Assessing the Relationship Between Adverse Events and Investigational Products

Introduction: Why AE–IP Relationship Matters

In clinical trials, one of the most important judgments investigators and sponsors make is whether an adverse event (AE) is related to the investigational product (IP). Regulatory authorities such as the FDA, EMA, MHRA, and ICH guidelines require clear attribution of AEs to the IP, as this impacts expedited reporting, aggregate analyses, drug labeling, and ultimately the benefit–risk assessment of the product. Misclassification of causality can delay safety reporting, distort clinical trial outcomes, and trigger regulatory findings.

Assessing the relationship between AEs and investigational products requires both clinical judgment and systematic methods. This includes reviewing timing, dechallenge/rechallenge data, biological plausibility, and concomitant factors such as underlying disease and concomitant medications. The decision-making process must be documented, transparent, and consistent across all trial sites. This article provides a step-by-step guide on assessing AE–IP relationships, regulatory expectations, examples, challenges, and best practices.

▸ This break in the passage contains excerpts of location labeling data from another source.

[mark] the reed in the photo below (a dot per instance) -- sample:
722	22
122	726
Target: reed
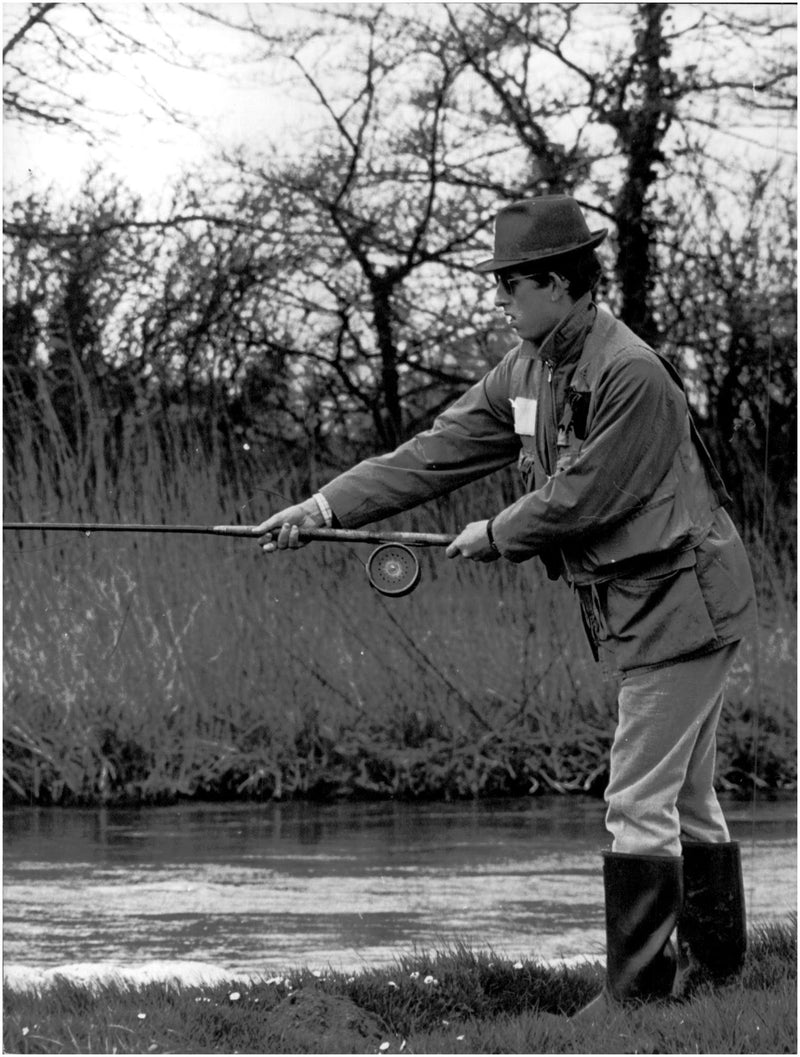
144	668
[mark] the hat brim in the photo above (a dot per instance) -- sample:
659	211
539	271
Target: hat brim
498	265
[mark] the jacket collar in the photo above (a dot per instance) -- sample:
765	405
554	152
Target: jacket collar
565	340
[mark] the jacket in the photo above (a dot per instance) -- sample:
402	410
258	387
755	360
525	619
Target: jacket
621	498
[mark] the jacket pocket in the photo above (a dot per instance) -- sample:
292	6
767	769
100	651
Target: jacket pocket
651	619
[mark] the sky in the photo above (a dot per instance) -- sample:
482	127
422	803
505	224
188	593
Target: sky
229	102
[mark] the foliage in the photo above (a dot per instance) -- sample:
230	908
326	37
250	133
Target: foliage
145	668
452	1001
302	292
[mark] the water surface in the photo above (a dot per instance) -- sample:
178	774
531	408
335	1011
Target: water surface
271	887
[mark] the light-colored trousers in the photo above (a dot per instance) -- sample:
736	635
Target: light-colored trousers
664	754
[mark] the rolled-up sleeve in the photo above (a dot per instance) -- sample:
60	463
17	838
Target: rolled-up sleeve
472	438
635	430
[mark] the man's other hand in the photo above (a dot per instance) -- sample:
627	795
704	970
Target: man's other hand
282	530
473	542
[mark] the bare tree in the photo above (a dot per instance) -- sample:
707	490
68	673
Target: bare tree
57	57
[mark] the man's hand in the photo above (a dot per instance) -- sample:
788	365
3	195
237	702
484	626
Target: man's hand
473	542
282	530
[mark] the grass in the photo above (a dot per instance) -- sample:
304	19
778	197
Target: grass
454	1001
149	668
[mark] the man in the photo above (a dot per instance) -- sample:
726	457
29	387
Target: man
621	501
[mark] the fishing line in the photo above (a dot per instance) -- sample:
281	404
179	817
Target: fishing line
762	573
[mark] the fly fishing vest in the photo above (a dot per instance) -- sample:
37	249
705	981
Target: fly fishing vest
662	534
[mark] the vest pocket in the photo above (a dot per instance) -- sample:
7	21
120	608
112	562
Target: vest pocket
651	619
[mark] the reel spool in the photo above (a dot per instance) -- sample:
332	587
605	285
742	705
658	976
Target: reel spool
393	570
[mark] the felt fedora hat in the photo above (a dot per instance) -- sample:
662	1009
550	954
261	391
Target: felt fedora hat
532	230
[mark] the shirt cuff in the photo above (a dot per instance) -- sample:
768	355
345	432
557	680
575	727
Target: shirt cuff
324	508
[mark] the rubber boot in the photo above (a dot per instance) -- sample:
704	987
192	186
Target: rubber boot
712	930
644	894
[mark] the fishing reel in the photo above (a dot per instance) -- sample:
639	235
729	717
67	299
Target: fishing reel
393	570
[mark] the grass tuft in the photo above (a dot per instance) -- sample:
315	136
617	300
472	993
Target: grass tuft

Key Criteria for Determining Relationship to Investigational Product

Investigators and sponsors typically use structured criteria to determine whether an AE is related to the IP:

• Temporal relationship: Did the AE occur shortly after IP administration?
• Dechallenge: Did the AE resolve after stopping or reducing the IP?
• Rechallenge: Did the AE reappear when the IP was restarted?
• Biological plausibility: Is the AE consistent with the pharmacology of the IP?
• Alternative explanations: Could underlying disease, concomitant medication, or procedure explain the AE?

For example, if a subject develops elevated liver enzymes two weeks after starting the IP, and the levels normalize after discontinuation, a “probable” relationship may be established.

Regulatory Requirements for Causality Determination

Authorities emphasize that AE–IP relationships must be consistently documented and justified:

• FDA: Expects causality attribution in IND safety reports and NDA/BLA submissions, with reconciliation across datasets.
• EMA: Requires investigator and sponsor causality in EudraVigilance SUSAR submissions.
• MHRA: Frequently inspects eCRFs and SAE narratives to verify rationale for causality judgments.
• ICH E2A/E2B: Defines causality attribution as a mandatory field in safety reporting standards.

For example, in a 2022 EMA inspection, a sponsor was cited for failing to reconcile investigator-assessed “Not related” AEs with sponsor-identified safety signals in aggregate data, highlighting the importance of transparent reconciliation.

Case Study: Rash Following Immunotherapy

In a Phase II immunotherapy trial, several patients experienced Grade 3 skin rash. Investigators initially recorded the AEs as “Possibly related” to the IP. However, sponsor pharmacovigilance review noted a consistent pattern across multiple patients and classified the events as “Probably related.” The sponsor reported the rashes as SUSARs within 15 days. This proactive reclassification aligned with regulatory expectations and avoided inspection findings.

Challenges in Assessing AE–IP Relationship

Determining whether an AE is related to an investigational product is complex, with several challenges:

• Subjectivity: Different investigators may assess causality differently without training.
• Limited data: In early-phase trials, limited knowledge of the IP’s safety profile complicates judgments.
• Multiple confounders: Concomitant medications and comorbidities can obscure attribution.
• Bias: Investigators may underreport IP-related causality to protect trial continuation.

These challenges underline the need for structured tools (e.g., WHO-UMC scale) and sponsor oversight to ensure objective and consistent assessments.

Best Practices for Establishing AE–IP Relationship

To ensure accuracy and compliance, sponsors and investigators should adopt best practices:

• Use standardized causality assessment tools such as WHO-UMC scale or Naranjo algorithm.
• Require justification for each causality classification in eCRFs.
• Reconcile investigator and sponsor causality in safety databases and narratives.
• Establish SOPs for causality reassessment after unblinding in blinded trials.
• Train investigators and CRAs on causality documentation and regulatory expectations.

For example, in a cardiovascular trial, causality training modules were implemented for investigators, reducing misclassification and inspection findings by 40%.

Regulatory Implications of Misclassification

Incorrect AE–IP causality classification can have serious regulatory consequences:

• Delayed or missed SUSAR reporting.
• Incorrect DSUR/PSUR submissions.
• Inspection findings and regulatory citations.
• Potential delays in trial approval or marketing applications.

Accurate causality assignment is therefore essential not only for compliance but also for ensuring patient safety and maintaining trial credibility.

Key Takeaways

The relationship of adverse events to investigational products is central to clinical trial safety oversight. To ensure accuracy and compliance, sponsors and investigators must:

• Apply structured causality assessment tools.
• Document rationale for AE–IP relationship judgments.
• Reconcile investigator and sponsor causality assessments.
• Train stakeholders on regulatory expectations and best practices.

By applying these practices, trial teams can improve causality accuracy, strengthen regulatory compliance, and protect patient safety across global clinical development programs.